Cultura

Diego Bernardes estrela vídeo de cultura alagoana

Artista se destaca realizando um trabalho de dança a partir de informações ancestrais da cultura afro-brasileira; trata-se de mais uma produção audiovisual da Diretoria de Teatros do Estado de Alagoas

17 de Agosto de 2020, 16:11

 

Da Redação

O dançarino, coreógrafo, diretor e professor Diego Bernardes, fundador do grupo afro de dança e teatro Aiê Orum, é um expoente da dança afro-brasileira em Maceió. Bernardes estrela o recém lançado vídeo da série de audiovisuais realizados pela Diretoria de Teatros do Estado de Alagoas (a Diteal), “Diego Bernardes: Alê Orum”.

Atuando no Complexo Cultural Teatro Deodoro no centro da capital, onde realiza oficinas gratuitas de dança (atualmente em recesso por conta da pandemia do coronavírus), Diego Bernardes traz uma bagagem muito rica envolvendo não somente a dança, mas o teatro em sua vertente mais performática e comprometido com a ancestralidade afro-brasileira. O vídeo, disponível nas redes sociais do Teatro Deodoro e no canal da Diteal no YouTube, é mais uma realização primorosa da equipe de audiovisual da instituição.
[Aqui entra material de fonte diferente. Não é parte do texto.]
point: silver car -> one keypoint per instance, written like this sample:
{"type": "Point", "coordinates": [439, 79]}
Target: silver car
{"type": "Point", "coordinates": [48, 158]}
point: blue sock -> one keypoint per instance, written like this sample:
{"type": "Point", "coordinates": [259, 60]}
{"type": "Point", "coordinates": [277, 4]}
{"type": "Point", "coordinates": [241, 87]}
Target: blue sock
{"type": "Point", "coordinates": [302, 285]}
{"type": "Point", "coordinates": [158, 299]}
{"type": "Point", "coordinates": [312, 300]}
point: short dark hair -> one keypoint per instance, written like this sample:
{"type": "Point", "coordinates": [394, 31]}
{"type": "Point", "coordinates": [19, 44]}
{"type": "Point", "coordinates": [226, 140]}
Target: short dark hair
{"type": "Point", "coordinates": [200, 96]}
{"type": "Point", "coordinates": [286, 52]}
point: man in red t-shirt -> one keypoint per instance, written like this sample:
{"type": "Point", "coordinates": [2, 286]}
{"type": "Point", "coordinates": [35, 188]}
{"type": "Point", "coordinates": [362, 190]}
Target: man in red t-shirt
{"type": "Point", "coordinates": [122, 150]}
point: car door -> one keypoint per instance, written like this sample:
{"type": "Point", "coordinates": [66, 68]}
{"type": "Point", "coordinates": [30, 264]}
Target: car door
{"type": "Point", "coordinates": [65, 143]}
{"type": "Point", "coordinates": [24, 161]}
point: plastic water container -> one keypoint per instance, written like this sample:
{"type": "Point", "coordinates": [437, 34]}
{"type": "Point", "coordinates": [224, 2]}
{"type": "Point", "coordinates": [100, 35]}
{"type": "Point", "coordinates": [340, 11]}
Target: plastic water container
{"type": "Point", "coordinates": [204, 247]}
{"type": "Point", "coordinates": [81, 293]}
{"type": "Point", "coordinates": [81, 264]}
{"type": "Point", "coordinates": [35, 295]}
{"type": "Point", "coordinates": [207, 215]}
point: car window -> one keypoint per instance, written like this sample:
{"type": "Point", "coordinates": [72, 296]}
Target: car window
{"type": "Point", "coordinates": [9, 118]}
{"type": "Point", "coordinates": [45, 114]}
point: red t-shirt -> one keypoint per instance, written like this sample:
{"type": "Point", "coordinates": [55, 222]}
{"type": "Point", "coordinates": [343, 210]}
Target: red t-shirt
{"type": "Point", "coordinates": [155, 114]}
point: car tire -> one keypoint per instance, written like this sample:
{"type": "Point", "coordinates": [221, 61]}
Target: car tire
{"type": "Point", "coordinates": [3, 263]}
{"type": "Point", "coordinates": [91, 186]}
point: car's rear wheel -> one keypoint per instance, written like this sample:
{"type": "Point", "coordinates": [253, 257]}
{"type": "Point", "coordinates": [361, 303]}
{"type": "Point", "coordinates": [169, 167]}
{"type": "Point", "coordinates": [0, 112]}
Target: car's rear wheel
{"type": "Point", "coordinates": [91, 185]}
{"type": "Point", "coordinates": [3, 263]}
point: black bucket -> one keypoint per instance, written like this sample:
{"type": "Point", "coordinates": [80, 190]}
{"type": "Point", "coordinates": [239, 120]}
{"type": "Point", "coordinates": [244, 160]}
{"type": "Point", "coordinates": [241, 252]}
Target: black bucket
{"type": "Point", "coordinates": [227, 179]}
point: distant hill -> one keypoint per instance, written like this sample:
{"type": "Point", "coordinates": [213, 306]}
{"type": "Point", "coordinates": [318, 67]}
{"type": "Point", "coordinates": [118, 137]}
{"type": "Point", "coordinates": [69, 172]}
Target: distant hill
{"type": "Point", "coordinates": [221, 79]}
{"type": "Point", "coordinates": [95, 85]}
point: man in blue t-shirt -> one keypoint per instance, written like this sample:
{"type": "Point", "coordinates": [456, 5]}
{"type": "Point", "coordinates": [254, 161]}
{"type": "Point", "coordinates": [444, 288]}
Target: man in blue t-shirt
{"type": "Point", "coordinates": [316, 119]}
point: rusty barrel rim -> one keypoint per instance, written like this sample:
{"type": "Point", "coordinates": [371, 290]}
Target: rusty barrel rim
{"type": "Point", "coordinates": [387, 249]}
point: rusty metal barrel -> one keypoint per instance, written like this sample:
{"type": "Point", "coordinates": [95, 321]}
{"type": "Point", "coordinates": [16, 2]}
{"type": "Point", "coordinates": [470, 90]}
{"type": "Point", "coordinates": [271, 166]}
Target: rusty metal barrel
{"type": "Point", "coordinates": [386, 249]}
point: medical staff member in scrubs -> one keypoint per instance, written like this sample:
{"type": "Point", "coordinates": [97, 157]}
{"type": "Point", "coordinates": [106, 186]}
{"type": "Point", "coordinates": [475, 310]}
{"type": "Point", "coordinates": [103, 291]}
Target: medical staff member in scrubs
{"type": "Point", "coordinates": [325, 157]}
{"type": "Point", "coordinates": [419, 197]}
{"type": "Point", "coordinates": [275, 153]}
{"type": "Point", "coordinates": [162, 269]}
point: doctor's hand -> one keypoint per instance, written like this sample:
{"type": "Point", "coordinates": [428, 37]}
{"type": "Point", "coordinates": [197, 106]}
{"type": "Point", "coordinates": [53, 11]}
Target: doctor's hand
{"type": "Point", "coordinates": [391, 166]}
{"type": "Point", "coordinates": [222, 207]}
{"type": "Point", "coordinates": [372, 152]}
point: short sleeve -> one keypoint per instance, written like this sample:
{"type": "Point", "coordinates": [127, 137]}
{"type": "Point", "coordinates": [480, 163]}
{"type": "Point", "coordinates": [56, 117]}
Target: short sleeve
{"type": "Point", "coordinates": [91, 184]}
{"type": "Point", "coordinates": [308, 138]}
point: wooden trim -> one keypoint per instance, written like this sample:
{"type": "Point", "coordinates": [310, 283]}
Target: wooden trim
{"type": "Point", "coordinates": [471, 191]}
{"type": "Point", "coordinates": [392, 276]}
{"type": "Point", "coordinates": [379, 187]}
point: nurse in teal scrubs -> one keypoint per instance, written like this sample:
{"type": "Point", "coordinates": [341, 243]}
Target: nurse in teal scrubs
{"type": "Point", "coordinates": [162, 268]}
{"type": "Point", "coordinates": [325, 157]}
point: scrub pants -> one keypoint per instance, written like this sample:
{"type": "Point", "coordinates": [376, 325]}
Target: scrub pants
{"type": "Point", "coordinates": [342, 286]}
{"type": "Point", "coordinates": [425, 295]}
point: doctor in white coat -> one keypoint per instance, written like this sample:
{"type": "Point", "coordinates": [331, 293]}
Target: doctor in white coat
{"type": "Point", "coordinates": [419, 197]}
'Através da dança, contamos a história, trazendo esse contato identitário com as pessoas'

“Eu comecei em 2000”, conta o artista no vídeo, afirmando que seu “primeiro contato” no meio teatral foi com o diretor e cenógrafo José Acioli Filho. “Foi a primeira vez que eu pisei no palco e, daí por diante, comecei a fazer parte de alguns grupos. Em 2004, entrei no grupo da escola Geraldo Melo com Julien Costa, outra fera do teatro alagoano. Em 2005, foi o meu primeiro contato com a cultura afro-brasileira, quando vi uma apresentação do projeto social da Mãe Neide, uma parceria da escola com o projeto.”

O cenógrafo e diretor teatral José Acioli Filho

No informativo enviado à Redação, a comunicação da Diteal faz referência à música da cantora e compositora baiana Xênia França, que introduz o artista com a canção “Pra que me chamas?”. “Ao som de Xênia, Diego percorre a sala de dança, passando pelo mezanino até o piso principal da galeria de artes do Complexo Cultural Teatro Deodoro”. Vale o registro da Diteal, chamando atenção para a exuberância da dança de Bernardes já no início do vídeo.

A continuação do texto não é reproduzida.